The `student` section is required (i.e., there should be at least one of these in `--path`); the other three sections are optional. If the same section appears in `--path` multiple times, CheatHit will simply concatenate its values to obtain the “true” representation of the section.
The default value of `--path` is `student`, which is suitable for cases when there is a single directory with many files, one file per student.
#### `--min-ngram`<a id="min-ngram"></a>
Minimum ngram size (number of consecutive [tokens](#tokenization)) to analyze across the submissions.
The default value of `--min-ngram` is `1`.
#### `--max-ngram`<a id="max-ngram"></a>
Maximum ngram size (number of consecutive [tokens](#tokenization)) to analyze across the submissions.
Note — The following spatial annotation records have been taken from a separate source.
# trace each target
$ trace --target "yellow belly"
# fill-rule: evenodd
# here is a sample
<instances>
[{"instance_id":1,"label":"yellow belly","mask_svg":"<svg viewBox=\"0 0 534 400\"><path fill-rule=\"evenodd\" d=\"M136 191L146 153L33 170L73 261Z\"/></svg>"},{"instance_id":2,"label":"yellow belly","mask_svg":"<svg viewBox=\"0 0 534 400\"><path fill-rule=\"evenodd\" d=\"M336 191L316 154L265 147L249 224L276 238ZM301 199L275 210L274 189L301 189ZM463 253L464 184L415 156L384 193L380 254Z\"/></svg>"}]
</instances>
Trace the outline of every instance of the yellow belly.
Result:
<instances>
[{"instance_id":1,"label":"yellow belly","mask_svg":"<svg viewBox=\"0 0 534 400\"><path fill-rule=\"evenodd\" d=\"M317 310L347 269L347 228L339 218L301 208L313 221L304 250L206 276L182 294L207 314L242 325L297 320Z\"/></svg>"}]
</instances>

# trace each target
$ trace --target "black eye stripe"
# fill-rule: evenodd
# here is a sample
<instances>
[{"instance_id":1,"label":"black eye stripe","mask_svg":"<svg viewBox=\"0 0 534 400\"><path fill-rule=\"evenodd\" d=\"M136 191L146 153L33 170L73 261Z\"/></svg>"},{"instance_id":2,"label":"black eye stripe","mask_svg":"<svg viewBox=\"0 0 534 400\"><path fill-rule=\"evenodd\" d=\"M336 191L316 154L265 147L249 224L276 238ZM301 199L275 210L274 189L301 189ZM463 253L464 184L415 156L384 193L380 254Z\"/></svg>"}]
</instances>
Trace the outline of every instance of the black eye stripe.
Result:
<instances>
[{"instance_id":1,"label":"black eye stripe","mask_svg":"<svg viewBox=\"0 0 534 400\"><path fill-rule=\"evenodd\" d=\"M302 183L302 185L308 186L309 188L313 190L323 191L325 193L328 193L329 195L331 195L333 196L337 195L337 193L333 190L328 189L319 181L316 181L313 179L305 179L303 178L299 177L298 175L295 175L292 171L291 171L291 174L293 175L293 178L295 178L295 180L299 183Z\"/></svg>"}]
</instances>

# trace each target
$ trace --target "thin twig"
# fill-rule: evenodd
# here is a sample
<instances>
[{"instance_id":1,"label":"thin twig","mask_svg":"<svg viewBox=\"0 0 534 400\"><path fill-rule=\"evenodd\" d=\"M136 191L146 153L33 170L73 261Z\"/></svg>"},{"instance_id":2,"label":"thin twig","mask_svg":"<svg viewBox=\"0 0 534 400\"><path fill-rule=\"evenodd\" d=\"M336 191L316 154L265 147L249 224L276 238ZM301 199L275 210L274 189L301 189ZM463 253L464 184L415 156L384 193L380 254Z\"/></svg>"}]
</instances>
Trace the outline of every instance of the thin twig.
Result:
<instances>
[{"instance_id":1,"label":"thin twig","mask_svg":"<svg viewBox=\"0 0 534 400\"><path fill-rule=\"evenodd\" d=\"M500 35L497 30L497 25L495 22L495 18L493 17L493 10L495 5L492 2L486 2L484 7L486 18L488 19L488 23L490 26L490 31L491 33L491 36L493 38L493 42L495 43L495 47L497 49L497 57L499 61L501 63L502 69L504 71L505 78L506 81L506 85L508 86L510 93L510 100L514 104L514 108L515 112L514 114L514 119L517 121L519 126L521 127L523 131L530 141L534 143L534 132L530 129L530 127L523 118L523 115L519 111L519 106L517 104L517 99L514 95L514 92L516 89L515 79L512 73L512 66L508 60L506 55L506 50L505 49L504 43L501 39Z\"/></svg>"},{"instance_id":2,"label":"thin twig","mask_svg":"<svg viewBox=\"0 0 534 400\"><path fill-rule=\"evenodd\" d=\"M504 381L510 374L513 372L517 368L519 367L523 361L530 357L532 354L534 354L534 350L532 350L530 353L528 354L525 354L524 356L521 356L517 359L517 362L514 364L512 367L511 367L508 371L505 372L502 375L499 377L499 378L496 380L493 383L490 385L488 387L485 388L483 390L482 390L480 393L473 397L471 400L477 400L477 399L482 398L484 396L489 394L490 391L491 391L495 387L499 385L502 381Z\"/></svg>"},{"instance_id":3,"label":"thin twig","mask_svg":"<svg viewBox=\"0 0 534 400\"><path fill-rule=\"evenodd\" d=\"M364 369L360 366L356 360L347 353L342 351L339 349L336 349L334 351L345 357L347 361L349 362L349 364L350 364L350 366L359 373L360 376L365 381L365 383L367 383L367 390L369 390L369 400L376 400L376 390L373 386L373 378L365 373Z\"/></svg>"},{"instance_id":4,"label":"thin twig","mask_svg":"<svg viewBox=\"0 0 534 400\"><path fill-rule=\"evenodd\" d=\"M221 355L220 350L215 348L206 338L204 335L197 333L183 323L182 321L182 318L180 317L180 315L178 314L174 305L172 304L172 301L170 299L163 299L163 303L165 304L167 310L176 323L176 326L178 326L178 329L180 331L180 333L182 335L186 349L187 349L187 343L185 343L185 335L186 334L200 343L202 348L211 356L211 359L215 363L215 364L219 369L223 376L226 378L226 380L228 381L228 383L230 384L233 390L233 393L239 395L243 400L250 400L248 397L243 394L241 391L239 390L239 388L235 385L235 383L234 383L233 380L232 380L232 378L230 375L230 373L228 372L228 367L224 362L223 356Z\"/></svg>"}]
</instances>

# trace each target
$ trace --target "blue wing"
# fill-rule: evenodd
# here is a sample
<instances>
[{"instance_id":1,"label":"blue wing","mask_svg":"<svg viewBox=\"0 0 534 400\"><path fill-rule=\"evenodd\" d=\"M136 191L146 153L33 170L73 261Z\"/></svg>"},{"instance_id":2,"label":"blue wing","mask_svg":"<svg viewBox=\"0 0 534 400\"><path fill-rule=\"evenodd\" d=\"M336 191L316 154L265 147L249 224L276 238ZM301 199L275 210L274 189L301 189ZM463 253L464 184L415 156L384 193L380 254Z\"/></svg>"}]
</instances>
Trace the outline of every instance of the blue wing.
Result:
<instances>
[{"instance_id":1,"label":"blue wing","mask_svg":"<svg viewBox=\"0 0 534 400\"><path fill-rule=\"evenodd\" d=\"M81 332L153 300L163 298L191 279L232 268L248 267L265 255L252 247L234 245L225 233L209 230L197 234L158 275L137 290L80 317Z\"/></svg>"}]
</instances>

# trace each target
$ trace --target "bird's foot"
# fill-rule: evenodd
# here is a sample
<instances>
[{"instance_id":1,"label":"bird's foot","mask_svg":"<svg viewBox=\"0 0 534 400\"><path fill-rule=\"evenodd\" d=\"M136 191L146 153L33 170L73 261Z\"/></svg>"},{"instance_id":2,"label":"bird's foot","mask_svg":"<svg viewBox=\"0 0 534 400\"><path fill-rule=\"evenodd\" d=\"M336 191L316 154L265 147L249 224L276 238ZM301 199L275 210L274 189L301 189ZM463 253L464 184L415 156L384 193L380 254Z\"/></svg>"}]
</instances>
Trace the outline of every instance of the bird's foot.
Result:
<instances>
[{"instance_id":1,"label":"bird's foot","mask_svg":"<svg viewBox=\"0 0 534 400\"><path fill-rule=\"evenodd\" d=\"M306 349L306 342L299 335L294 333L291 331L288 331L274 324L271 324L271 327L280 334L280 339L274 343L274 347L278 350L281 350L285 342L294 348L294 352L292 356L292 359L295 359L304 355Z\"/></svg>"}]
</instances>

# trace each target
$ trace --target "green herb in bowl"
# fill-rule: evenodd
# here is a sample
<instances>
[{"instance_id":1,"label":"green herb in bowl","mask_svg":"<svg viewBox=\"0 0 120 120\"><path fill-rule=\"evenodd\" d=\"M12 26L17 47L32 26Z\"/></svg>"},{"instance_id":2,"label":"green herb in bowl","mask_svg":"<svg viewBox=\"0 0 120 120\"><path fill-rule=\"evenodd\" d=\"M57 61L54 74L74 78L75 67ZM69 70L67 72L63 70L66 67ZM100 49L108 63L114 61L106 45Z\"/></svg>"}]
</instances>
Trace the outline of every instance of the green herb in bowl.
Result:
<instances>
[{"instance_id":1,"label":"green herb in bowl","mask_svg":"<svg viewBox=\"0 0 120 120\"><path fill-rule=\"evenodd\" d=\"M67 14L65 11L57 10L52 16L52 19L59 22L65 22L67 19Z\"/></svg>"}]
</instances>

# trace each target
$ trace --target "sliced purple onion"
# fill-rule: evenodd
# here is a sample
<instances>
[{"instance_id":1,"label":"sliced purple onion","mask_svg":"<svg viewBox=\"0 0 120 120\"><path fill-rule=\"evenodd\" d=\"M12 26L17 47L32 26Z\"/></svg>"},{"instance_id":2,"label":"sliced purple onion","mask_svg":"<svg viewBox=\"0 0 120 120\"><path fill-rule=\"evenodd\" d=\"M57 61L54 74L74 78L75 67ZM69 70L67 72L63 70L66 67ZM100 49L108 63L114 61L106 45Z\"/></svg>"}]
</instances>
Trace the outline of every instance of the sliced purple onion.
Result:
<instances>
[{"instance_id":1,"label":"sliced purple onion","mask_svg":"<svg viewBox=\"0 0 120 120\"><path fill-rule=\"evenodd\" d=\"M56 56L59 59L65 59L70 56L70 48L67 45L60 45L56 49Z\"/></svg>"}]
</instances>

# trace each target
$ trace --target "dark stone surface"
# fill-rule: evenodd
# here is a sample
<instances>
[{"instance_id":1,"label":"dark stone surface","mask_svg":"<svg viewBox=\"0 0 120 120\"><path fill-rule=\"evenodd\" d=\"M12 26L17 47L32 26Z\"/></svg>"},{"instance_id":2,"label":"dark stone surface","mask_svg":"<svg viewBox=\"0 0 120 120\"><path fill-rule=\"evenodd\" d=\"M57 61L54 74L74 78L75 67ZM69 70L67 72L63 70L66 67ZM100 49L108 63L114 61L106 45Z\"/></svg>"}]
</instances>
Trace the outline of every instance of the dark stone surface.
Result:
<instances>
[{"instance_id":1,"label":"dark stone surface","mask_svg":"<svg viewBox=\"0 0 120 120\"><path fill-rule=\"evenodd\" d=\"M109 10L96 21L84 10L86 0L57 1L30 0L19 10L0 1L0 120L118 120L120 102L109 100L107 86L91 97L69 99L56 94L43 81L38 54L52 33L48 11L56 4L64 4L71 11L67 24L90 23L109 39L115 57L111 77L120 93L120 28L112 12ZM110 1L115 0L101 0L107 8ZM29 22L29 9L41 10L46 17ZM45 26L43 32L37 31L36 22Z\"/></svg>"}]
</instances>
The default value of `--max-ngram` is `20`.
#### `--min-ratio`<a id="min-ratio"></a>
Minimum ratio of the number of [tokens](#tokenization) shared by two submissions to the number of tokens in the longer of the submissions required so that the pair is included in the report.
The default value of `--min-ratio` is `0.2`.
#### `--max-clique`<a id="max-clique"></a>
If an ngram (a sequence of [tokens](#tokenization)) occurs in submissions of more than `--max-clique` students (or in submissions of students from more than `--max-clique` groups), it is not considered distinctive.
The default value of `--max-clique` is:
- `2` if students are assigned groups ([`--path`](#path) includes `group`),
- `5` otherwise.
### Tokenization<a id="tokenization"></a>
CheatHit tokenizes source code into alphanumeric words (which can also contain underscores) and non-alphanumeric characters. Whitespace, semicolons, and commas are ignored. Two special markers, `<START>` and `<END>`, are added to the beginning and end of a token sequence. Hence,
```
CheatHit supports C++, Python v2 & v3, and _even_ VB.NET; awesome!
```
would be tokenized as
```
['<START>', 'CheatHit', 'supports', 'C', '+', '+', 'Python', 'v2', '&', 'v3', 'and', '_even_', 'VB', '.', 'NET', 'awesome', '!', '<END>']
```
### Results<a id="results"></a>
For each pair of students CheatHit will report how much code is shared between the students while adjusting for how distinctive the shared code is. See the [Parameters](#parameters) and [Tokenization](#tokenization) sections above for an insight into what CheatHit considers distinctive.